Yes, we can decide in which direction the thoughts go, and we can determine the quality and speed of those thoughts too. Mostly, we are not aware of this and so the machine is taken over by external influences. We see or hear something or someone, and we react, forgetting that we have independence and choice. No matter what is going on outside, we can choose our thoughts, and the more we understand and practise this understanding, the easier it becomes to remain calm, understand what we need to do, and act accordingly.
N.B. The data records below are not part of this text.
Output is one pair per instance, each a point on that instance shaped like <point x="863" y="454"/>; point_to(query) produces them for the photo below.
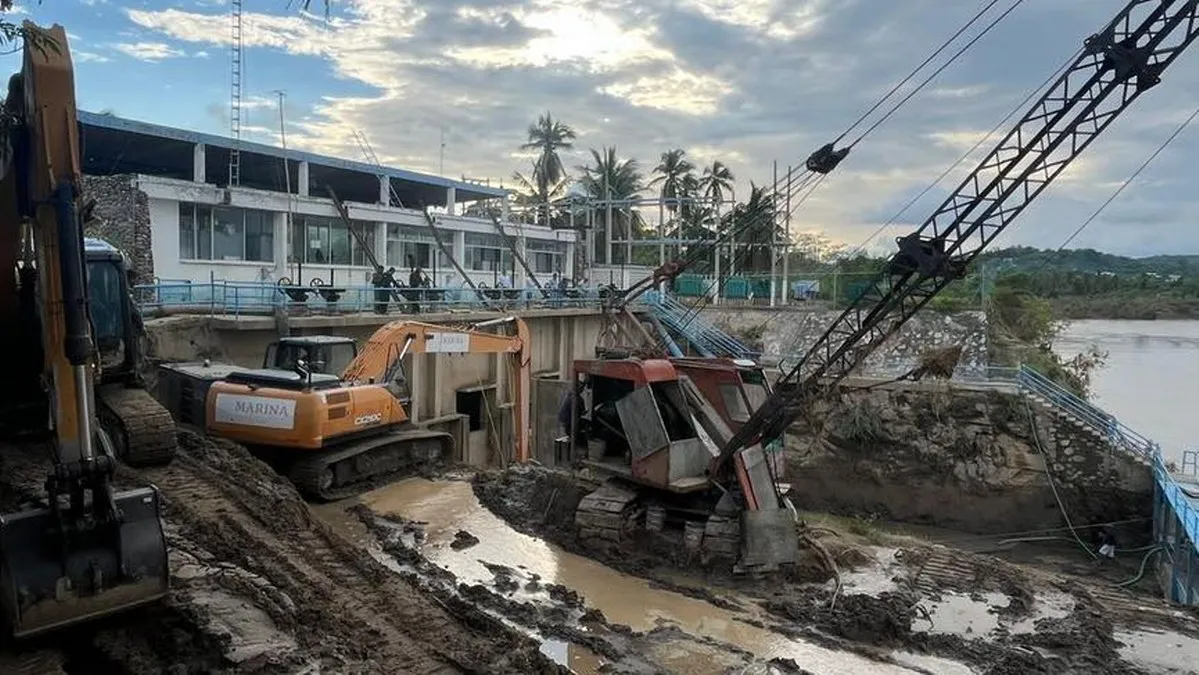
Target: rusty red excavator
<point x="682" y="440"/>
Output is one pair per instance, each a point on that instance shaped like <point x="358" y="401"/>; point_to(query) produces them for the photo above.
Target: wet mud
<point x="972" y="609"/>
<point x="259" y="585"/>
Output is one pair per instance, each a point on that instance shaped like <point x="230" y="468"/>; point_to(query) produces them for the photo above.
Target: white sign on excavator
<point x="449" y="343"/>
<point x="255" y="411"/>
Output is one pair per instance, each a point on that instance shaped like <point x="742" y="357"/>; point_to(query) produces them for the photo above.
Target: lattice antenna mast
<point x="235" y="92"/>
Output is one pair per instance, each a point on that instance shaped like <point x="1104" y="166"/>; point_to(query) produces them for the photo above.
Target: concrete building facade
<point x="277" y="221"/>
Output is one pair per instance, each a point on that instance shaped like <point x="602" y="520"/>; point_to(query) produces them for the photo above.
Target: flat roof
<point x="119" y="145"/>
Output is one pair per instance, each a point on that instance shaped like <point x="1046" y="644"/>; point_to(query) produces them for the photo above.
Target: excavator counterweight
<point x="90" y="550"/>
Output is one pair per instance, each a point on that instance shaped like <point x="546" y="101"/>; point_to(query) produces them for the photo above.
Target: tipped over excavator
<point x="86" y="550"/>
<point x="678" y="462"/>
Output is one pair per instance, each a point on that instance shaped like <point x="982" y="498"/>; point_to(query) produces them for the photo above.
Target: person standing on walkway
<point x="379" y="281"/>
<point x="1107" y="543"/>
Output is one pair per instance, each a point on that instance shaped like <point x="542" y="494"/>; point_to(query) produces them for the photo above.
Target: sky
<point x="745" y="82"/>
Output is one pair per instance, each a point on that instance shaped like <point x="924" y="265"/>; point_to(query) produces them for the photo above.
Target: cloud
<point x="746" y="82"/>
<point x="89" y="56"/>
<point x="149" y="50"/>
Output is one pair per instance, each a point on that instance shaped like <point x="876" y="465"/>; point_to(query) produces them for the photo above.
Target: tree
<point x="717" y="180"/>
<point x="754" y="229"/>
<point x="672" y="174"/>
<point x="609" y="178"/>
<point x="547" y="136"/>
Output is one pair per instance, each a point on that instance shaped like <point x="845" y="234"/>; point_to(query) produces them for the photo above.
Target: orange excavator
<point x="331" y="434"/>
<point x="86" y="550"/>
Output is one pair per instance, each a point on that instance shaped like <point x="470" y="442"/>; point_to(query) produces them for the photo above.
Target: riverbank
<point x="1125" y="306"/>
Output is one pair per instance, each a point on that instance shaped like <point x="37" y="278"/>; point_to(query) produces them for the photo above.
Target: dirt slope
<point x="260" y="586"/>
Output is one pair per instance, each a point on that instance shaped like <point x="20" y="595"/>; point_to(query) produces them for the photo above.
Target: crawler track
<point x="142" y="429"/>
<point x="342" y="472"/>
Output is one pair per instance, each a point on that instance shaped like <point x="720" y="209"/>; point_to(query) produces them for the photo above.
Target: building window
<point x="326" y="241"/>
<point x="420" y="243"/>
<point x="487" y="253"/>
<point x="546" y="257"/>
<point x="226" y="233"/>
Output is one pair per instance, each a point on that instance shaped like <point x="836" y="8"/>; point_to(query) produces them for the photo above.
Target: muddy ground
<point x="261" y="586"/>
<point x="1082" y="638"/>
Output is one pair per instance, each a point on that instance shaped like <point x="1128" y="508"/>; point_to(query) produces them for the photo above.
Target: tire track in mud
<point x="235" y="528"/>
<point x="240" y="511"/>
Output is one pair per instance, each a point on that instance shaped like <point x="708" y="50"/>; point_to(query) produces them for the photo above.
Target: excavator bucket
<point x="52" y="577"/>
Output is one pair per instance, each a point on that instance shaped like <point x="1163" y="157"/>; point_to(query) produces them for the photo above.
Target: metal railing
<point x="1184" y="507"/>
<point x="688" y="324"/>
<point x="1116" y="432"/>
<point x="263" y="299"/>
<point x="1122" y="437"/>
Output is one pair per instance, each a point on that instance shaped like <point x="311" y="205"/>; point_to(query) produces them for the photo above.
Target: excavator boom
<point x="1115" y="66"/>
<point x="90" y="552"/>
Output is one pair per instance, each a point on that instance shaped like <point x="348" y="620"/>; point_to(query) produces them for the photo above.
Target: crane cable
<point x="939" y="70"/>
<point x="898" y="85"/>
<point x="811" y="180"/>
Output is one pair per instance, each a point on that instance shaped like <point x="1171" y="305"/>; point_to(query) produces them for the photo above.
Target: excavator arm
<point x="380" y="360"/>
<point x="90" y="552"/>
<point x="1115" y="66"/>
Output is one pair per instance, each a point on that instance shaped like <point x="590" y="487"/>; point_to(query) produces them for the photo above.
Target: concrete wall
<point x="962" y="458"/>
<point x="791" y="331"/>
<point x="122" y="218"/>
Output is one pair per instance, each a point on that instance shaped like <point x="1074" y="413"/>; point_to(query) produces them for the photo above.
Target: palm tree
<point x="548" y="136"/>
<point x="673" y="172"/>
<point x="613" y="179"/>
<point x="717" y="180"/>
<point x="757" y="228"/>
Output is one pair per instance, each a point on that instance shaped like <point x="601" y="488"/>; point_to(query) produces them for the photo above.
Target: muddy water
<point x="450" y="506"/>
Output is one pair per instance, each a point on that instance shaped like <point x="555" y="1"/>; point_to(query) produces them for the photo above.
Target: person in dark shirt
<point x="1107" y="543"/>
<point x="379" y="281"/>
<point x="415" y="281"/>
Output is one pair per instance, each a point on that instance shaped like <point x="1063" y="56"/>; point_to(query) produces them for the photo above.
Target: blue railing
<point x="263" y="297"/>
<point x="1184" y="507"/>
<point x="1118" y="433"/>
<point x="1125" y="438"/>
<point x="686" y="323"/>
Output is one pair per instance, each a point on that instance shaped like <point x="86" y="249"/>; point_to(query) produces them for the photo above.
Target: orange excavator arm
<point x="381" y="357"/>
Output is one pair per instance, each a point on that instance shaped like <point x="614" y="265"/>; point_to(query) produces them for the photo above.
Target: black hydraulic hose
<point x="77" y="341"/>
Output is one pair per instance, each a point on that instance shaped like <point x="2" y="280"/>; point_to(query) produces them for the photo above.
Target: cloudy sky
<point x="747" y="82"/>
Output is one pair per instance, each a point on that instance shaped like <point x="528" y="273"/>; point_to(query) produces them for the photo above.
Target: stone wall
<point x="960" y="458"/>
<point x="789" y="332"/>
<point x="122" y="218"/>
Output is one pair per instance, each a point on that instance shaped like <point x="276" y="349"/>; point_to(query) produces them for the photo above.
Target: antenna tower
<point x="235" y="94"/>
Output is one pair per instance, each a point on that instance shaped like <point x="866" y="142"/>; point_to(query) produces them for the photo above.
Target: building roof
<point x="118" y="145"/>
This thought-control process begins with silence. When you practise silence, you can transform yourself from the ‘headless chicken’ constantly reacting inappropriately, to someone who is master of his or her thoughts. This does not take months to achieve — it can happen in the space of a day! When you master your thoughts, you can start to create beautiful, powerful and pure thoughts, and you can also create the space between those thoughts that allows you to tap into the healing power of your own inner silence.
The key to this is to ‘quarantine’ your mind with silence for twenty minutes every morning and evening. Each morning, before beginning your day, stop and become silent – fill your mind with quietness and peace, with a loving attitude. During the day this quietness and peace will transform into clarity and attentiveness. As you travel through your day, watch how your mind loses this quietness and becomes full of haste, reacting with twists, jumps and spins at any moment in any place and with anyone. When you notice your mind rebelling in this way, allow yourself to stop and replenish your quietness and peace. Do this as often as you wish or need. It may take just a second of silence for you to regain your equanimity, or it may take a minute or two. By returning to quietness and remembering your original peace, you will quickly regain your clarity and attentiveness.
The founder of the Brahma Kumaris World Spiritual University, Prajapita Brahma, found this topic of the inner argument between the self and the mind absorbing. He kept a journal recounting his progress, and it reads like a manifesto for all of us setting out to live quieter and less stressed lives. One of the extracts reads…
“So, Mind, your revolutionary days are over. And, furthermore, every hour, for just a minute, I’ll check on what you are doing and where you are going”
Prajapita Brahma
The late Anthony Strano was an author and Rajyoga teacher with the Brahma Kumaris.